I've been wanting to read another book by Nicholson Baker ever since I read--and loved--The Fermata. This one isn't as striking or profound as I found that one, but an enjoyable read nonetheless. Still, I feel like he hadn't quite let loose yet. There is a bit of wordplay, creating new words (which, in a weird backwards way, redefine the meanings of the words they're replacing) for sex and body parts; however, it's not as deliciously fun and funny as it is in The Fermata. Vox is almost impossible to put down. A slim novel without chapters or page breaks, the conversation between two strangers on opposite coasts just flows--filled with random asides and strange erotic stories. Vox is a love letter to masturbation.

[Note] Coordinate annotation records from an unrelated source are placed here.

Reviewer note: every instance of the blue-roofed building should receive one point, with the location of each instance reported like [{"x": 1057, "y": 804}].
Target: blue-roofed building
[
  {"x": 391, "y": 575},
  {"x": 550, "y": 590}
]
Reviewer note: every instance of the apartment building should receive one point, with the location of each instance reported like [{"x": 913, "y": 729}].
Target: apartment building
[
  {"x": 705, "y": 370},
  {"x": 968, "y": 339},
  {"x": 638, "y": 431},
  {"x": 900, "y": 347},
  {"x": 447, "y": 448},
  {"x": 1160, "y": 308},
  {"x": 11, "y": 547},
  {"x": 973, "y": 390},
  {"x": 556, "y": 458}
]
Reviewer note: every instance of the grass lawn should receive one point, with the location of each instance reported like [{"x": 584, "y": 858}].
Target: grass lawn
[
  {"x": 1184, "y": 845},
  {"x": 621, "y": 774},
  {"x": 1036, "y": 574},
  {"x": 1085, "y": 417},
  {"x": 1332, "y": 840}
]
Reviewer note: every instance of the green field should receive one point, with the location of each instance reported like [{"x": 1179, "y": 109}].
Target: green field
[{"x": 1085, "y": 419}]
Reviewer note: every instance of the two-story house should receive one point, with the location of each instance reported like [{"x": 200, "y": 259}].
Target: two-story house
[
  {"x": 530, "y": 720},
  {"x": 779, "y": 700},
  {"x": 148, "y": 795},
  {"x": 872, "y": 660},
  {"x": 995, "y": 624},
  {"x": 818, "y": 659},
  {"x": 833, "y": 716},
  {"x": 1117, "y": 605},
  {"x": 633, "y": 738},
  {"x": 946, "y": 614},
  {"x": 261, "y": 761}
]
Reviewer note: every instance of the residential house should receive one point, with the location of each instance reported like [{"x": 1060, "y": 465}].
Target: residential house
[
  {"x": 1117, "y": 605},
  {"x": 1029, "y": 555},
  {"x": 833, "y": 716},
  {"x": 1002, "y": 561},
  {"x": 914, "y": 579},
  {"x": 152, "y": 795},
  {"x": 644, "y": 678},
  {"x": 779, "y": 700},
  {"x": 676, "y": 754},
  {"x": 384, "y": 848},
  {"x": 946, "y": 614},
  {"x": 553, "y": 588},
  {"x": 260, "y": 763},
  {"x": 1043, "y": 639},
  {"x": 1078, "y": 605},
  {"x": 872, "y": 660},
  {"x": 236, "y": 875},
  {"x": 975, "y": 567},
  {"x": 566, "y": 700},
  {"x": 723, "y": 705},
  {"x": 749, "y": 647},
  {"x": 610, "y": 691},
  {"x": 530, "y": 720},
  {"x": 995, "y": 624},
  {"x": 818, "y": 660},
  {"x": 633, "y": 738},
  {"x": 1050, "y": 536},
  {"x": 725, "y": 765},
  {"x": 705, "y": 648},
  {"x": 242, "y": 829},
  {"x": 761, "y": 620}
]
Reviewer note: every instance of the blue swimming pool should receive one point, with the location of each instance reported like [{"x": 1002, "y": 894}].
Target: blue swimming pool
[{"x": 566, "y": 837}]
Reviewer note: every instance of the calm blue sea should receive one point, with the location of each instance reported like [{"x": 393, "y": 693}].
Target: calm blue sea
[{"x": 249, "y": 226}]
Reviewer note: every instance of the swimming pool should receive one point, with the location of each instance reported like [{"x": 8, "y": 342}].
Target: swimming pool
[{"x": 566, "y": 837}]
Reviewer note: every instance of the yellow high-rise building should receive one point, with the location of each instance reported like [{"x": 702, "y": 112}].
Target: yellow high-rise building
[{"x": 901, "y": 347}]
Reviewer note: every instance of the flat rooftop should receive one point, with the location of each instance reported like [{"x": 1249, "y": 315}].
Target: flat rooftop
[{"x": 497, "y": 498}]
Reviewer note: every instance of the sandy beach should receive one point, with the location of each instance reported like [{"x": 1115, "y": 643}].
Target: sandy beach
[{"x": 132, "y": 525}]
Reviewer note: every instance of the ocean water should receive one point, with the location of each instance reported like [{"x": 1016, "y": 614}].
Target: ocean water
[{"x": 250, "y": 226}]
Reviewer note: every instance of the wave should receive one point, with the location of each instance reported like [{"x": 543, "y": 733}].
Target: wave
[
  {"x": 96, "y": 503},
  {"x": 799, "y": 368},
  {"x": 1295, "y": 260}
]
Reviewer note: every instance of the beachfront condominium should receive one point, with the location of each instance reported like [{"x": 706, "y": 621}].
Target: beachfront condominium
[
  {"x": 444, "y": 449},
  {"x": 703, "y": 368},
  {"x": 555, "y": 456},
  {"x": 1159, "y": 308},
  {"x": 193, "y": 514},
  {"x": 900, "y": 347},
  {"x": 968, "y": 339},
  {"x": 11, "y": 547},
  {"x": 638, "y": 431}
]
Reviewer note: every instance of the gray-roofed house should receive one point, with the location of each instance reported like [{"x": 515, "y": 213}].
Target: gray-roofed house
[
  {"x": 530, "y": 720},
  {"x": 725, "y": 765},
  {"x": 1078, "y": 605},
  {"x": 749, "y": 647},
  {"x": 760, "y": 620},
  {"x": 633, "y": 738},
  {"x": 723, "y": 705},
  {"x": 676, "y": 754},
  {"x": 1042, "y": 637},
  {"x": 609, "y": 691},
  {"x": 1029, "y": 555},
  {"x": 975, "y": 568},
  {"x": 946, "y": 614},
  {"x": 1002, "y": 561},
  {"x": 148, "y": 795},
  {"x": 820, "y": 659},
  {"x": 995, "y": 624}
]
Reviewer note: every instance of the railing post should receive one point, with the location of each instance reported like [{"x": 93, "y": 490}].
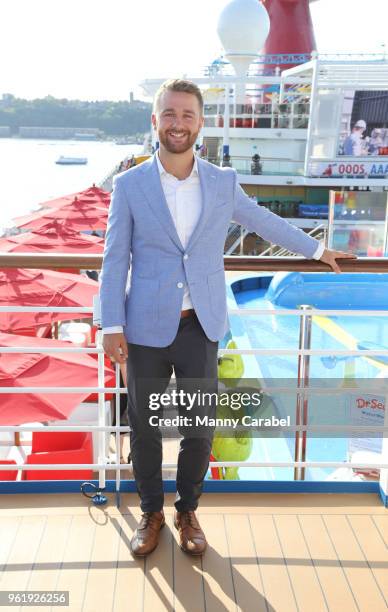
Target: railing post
[
  {"x": 384, "y": 457},
  {"x": 301, "y": 411},
  {"x": 101, "y": 396}
]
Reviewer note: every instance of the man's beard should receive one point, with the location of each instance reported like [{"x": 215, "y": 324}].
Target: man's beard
[{"x": 178, "y": 147}]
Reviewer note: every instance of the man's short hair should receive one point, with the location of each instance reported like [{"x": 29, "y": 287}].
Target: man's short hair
[{"x": 178, "y": 85}]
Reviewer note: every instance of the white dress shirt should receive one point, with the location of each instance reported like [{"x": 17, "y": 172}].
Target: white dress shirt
[{"x": 184, "y": 200}]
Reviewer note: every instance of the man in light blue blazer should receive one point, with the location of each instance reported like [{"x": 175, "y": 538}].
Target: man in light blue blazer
[{"x": 167, "y": 225}]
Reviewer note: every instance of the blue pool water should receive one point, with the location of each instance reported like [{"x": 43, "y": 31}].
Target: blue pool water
[{"x": 323, "y": 291}]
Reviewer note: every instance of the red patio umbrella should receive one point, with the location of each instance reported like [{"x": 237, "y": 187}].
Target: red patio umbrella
[
  {"x": 43, "y": 370},
  {"x": 76, "y": 215},
  {"x": 19, "y": 287},
  {"x": 52, "y": 237},
  {"x": 94, "y": 195}
]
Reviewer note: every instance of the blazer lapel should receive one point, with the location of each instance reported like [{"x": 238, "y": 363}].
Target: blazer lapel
[
  {"x": 153, "y": 191},
  {"x": 208, "y": 179}
]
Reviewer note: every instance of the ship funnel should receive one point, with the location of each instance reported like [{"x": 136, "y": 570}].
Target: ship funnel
[{"x": 243, "y": 27}]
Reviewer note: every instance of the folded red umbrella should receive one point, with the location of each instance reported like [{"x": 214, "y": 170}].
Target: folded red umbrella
[
  {"x": 76, "y": 215},
  {"x": 92, "y": 195},
  {"x": 19, "y": 287},
  {"x": 53, "y": 237},
  {"x": 43, "y": 370}
]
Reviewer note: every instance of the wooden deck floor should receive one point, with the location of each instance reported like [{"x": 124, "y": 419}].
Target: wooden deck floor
[{"x": 281, "y": 553}]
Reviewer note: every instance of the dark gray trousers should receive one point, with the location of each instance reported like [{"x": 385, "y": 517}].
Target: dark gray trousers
[{"x": 194, "y": 360}]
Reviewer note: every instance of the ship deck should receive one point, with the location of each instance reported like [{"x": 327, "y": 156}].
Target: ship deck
[{"x": 270, "y": 552}]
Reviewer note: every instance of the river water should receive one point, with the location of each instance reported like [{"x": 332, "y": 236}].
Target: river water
[{"x": 29, "y": 174}]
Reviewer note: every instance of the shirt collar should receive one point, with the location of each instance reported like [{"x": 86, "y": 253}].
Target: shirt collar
[{"x": 163, "y": 171}]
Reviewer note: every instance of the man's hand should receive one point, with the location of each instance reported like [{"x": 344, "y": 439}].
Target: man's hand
[
  {"x": 115, "y": 346},
  {"x": 330, "y": 257}
]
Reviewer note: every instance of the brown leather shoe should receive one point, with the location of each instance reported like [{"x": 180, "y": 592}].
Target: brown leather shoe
[
  {"x": 191, "y": 537},
  {"x": 146, "y": 537}
]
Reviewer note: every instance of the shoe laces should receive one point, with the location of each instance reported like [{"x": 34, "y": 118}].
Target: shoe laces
[
  {"x": 191, "y": 519},
  {"x": 147, "y": 519}
]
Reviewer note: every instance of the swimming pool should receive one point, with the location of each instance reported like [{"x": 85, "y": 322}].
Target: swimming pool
[{"x": 323, "y": 291}]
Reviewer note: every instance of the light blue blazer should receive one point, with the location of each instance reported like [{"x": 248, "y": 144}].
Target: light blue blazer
[{"x": 141, "y": 239}]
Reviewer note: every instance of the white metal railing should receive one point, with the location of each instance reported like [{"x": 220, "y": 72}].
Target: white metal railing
[
  {"x": 273, "y": 251},
  {"x": 102, "y": 465}
]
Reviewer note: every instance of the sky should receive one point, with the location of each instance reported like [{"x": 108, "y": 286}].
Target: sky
[{"x": 100, "y": 49}]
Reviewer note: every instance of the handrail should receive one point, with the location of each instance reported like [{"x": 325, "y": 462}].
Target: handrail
[
  {"x": 300, "y": 428},
  {"x": 283, "y": 251},
  {"x": 232, "y": 263}
]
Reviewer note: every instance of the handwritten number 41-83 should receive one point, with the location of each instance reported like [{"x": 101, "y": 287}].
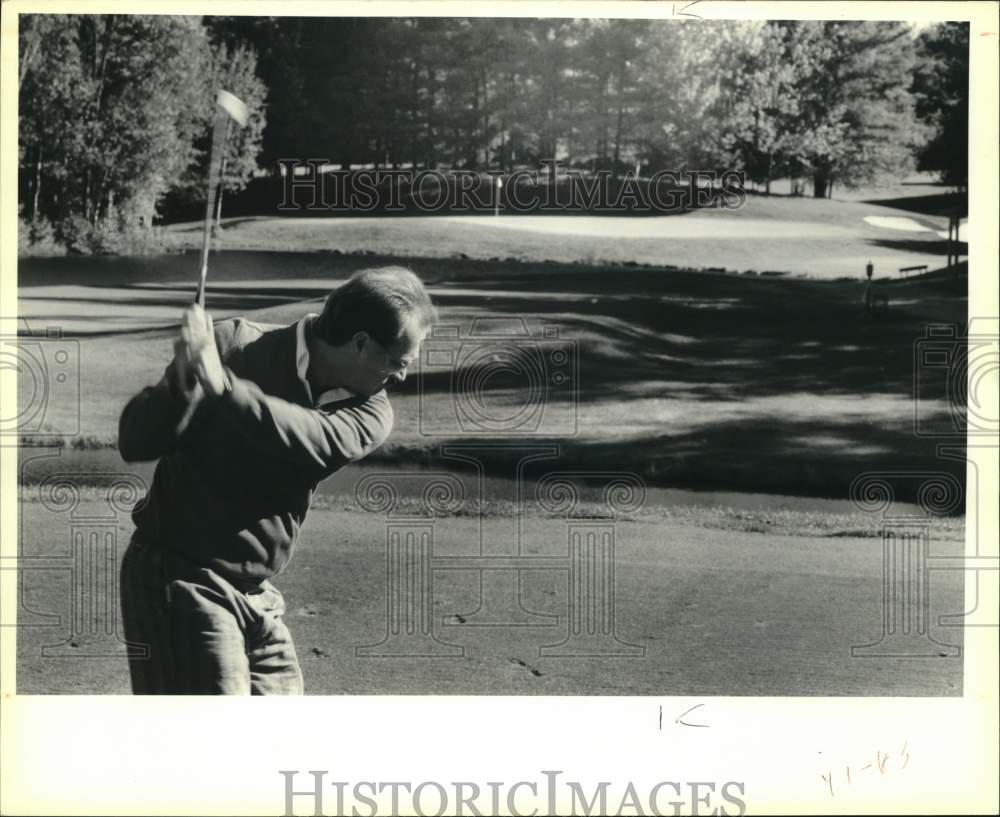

This usually secret act is shared between two people and ultimately brings them (and maybe someday, THE WORLD) together temporarily.
—Chance Lee

I'll add my two cents to the small change of positive opinion about this book. I really liked it and think it's just about the cleverest erotica I've read. It's the only time I can recall laughing out loud while reading erotica, not because it was being ridiculous but because it was genuinely funny. The entire thing, if you don't know, is a phone sex conversation between a man and a woman who have never met, which involves several purely friendly and refreshingly literary digressions. I recommend it, even more so if you've got a special somebody to read it with.